Zur Reaktion auf jeden großen Anschlag in einem verbündeten Staat gehört auch die moralische Aufrüstung, deren Ziel es ist, das öffentliche Entsetzen zu kanalisieren, Feindbilder zu bestimmen und eine Diskussion über die politischen Ursachen des Terrorismus zu verhindern. Minister Claude Meisch (DP) forderte am Montag alle Lehrer auf, die Anschläge im Unterricht zu behandeln und sogar einen gemeinsamen Religions- und Moralkursus zu veranstalten. Gleich in der ersten Zeile seines Rundschreibens geht die Rede von „attaques incompréhensibles“, so als wollte der Erziehungsminister den Schulen jeden Erklärungsversuch verbieten.
Im Fach Moralische Aufrüstung will sich Premier Xavier Bettel nächste Woche mit den Fraktionsvorsitzenden von CSV, DP, LSAP und Grünen treffen, um über ein nicht nur von ADR- und CSV-Politikern, sondern inzwischen auch von LSAP-Politikern gefordertes Gesetz gegen die Ganzkörperverschleierung zu beraten. Justizminister Félix Braz hatte dies noch vergangene Woche ein „Randphänomen“ von ganzen 16 islamischen Frauen genannt. Nun sollen diese Frauen in die Nähe von Terroristen gerückt werden.

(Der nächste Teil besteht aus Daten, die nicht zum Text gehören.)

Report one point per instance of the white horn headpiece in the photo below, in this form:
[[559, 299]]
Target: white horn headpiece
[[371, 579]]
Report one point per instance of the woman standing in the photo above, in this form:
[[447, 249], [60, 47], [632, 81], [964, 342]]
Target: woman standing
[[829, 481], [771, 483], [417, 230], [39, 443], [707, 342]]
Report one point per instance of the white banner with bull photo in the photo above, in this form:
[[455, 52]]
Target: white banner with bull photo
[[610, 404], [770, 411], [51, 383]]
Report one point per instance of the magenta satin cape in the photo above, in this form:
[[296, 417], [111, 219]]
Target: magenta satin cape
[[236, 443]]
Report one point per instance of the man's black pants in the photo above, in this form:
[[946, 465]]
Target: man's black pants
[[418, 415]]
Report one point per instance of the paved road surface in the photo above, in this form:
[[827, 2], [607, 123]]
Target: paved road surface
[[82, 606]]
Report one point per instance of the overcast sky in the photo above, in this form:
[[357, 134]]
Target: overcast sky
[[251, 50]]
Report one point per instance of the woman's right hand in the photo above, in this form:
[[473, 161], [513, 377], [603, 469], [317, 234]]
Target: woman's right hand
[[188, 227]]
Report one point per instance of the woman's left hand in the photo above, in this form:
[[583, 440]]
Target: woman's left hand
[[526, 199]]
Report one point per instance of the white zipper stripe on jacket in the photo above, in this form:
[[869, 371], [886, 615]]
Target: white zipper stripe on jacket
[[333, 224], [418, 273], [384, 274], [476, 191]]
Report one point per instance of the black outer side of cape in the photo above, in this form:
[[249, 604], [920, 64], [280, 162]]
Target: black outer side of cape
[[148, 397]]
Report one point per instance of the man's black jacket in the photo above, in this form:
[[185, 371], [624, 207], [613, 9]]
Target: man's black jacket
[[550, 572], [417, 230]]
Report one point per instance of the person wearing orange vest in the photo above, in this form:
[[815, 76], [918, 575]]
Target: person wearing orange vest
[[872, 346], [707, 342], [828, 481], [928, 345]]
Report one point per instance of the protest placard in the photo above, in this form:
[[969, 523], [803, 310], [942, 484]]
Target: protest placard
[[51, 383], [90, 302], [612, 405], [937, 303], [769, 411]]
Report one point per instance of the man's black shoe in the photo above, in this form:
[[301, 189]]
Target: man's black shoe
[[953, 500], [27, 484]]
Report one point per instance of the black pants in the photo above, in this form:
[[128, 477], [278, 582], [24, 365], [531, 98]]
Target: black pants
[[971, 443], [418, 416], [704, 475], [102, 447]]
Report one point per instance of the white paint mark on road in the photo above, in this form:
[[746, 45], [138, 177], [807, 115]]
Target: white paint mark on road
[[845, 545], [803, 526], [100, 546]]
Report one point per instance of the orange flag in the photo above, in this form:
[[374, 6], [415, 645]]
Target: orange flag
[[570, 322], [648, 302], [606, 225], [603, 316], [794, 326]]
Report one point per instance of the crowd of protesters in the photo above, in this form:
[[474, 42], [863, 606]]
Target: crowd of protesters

Bei der militärischen Aufrüstung will die Regierung sich dagegen zurückhalten. Dass die französische Regierung sich am Montag auf Artikel 42.7 des Vertrags von Lissabon berief, um den militärischen Beistand der Mitgliedstaaten der Europäischen Union einzufordern, sorgte für Überraschung. Die Regierung ist sich einig, dass Luxemburg nicht abseits stehen kann, sich aber um keinen Preis in den Kampf gegen den islamischen Staat in Syrien und dem Irak hineinziehen lassen darf. Nicht nur weil es sowieso an den militärischen Mitteln fehlt, sondern weil mit Ausnahme ausgerechnet des russischen Einsatzes diese Angriffe jeder völkerrechtlichen Grundlage entbehren. Zudem will man, ebenso wenig wie andere Verbündete Frankreichs, Terroristen des Islamischen Staats auf sich aufmerksam machen. So dass Luxemburg möglicherweise dem Unteroffizier, der als Ausbilder an der Mission EUTM Mali teilnimmt, einen Kollegen als Verstärkung schickt, um die französische Armee zumindest symbolisch an ihrer zweiten Front zu entlasten, wenn sie in Syrien den Islamischen Staat bombardiert.